But she wasn’t dead yet. And I have two older brothers and two older sisters. Mom would be covered for Saturday, and I’d be out there as soon as I could on Sunday.
So how did I know she was going to die? Well, In the true spirit of long-winded storytelling, it’s important to interject two details before we go on here. One is about her mother, my Grandma Scully. Julia Scully was a widow from 1958 until she died in 1989. She decided shortly before my grandfather died to drag him out of Astoria, Queens and follow my parents to the Creek in Valley Stream when the house next door to them was up for sale. William Scully died of complications from diabetes within a year and Julia Scully stayed next door and systematically drove my parents nuts for the better part of three decades. When the paramedics carried Grandma Scully out of her house in 1983 after suffering a stroke, she lingered in a nursing home for six years until she died at the age of 98. And my mother told me, and hundreds of other people more than likely, that Julia “thought she was going to write her own script. She thought she’d die in that house and never have to leave it.” And the point was, of course, that, as my English Teacher, Devout Catholic mother would say, quoting the gospel of Matthew, “we know not the day nor the hour.”
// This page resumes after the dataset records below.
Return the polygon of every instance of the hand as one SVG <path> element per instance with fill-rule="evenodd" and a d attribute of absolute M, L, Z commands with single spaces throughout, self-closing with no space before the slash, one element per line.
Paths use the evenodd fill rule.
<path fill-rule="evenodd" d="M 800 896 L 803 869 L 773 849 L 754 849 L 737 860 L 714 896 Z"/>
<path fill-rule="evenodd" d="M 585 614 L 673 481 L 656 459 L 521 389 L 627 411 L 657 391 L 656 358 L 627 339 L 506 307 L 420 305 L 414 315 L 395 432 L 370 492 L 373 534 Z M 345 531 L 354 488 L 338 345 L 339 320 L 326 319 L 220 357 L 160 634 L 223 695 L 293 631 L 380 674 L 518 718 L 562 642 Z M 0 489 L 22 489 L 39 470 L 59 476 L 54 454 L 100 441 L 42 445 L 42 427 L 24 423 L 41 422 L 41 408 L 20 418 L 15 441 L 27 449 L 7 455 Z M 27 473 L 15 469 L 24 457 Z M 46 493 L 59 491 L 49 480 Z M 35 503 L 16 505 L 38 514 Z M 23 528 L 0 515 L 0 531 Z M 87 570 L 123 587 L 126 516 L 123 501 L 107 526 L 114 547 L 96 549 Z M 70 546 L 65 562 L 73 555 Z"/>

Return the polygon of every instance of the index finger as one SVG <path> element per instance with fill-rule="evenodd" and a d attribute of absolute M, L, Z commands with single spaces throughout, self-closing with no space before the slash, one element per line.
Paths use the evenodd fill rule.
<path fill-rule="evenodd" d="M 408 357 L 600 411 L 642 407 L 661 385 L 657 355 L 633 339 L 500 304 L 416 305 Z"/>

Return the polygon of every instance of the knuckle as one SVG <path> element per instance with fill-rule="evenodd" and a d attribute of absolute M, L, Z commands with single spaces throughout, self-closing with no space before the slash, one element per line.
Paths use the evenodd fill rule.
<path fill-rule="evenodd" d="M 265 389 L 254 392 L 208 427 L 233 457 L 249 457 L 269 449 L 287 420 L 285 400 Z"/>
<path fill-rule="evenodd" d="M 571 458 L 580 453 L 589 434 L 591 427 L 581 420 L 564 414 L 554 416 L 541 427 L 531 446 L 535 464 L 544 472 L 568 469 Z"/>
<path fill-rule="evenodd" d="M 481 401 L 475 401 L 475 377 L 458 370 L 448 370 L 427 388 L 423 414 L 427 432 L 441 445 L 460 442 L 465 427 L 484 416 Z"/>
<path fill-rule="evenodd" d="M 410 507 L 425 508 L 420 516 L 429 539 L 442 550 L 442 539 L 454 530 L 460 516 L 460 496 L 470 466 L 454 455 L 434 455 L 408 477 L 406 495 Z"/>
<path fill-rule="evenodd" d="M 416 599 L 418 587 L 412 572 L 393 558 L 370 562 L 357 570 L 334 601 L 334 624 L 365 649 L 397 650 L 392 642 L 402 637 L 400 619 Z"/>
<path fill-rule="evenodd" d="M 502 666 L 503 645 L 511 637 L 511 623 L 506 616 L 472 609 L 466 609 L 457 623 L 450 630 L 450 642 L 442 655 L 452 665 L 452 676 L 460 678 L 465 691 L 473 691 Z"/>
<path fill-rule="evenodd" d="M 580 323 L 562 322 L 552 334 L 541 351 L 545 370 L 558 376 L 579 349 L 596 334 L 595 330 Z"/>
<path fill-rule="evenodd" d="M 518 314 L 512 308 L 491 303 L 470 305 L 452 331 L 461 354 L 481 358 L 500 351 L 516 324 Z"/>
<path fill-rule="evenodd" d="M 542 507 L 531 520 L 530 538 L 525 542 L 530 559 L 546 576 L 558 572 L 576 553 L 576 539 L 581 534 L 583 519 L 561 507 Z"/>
Mohonk Mountain House in New Paltz, N.Y. (AP Photo/Mike Groll – used without permission)
The other detail takes us to the Mohonk Mountain House in New Paltz, New York. And buckle yourself in, ’cause this a big detour. Mohonk is a stunningly beautiful place. It has no equal. It’s also stunningly expensive to stay there. But Mom didn’t care. She heard about it from a friend and decided in 1982 that she and my father would stay there to celebrate their 30th wedding anniversary. Then in 1992, she dipped into the cash that Grandma Scully had piled in her house by collecting rent from the buildings she owned in Astoria (my father called it “The Scully Fortune”) to bring the entire family, fifteen of us at the time, up to stay for a weekend. Like a bunch of friggin’ Kennedys we were. A big Irish Catholic family all gathered up in suits and dresses for dinner, playing tennis and going to the spa or out on canoes on the lake during the day. I got to see how really wealthy people relaxed and had fun on vacation. I have to say, they have it down. Mom obviously had the time of her life because we did it again ten years later for their fiftieth wedding anniversary in 2002. There were 18 of us by that time. We had a wonderful time. I don’t want to know what it cost.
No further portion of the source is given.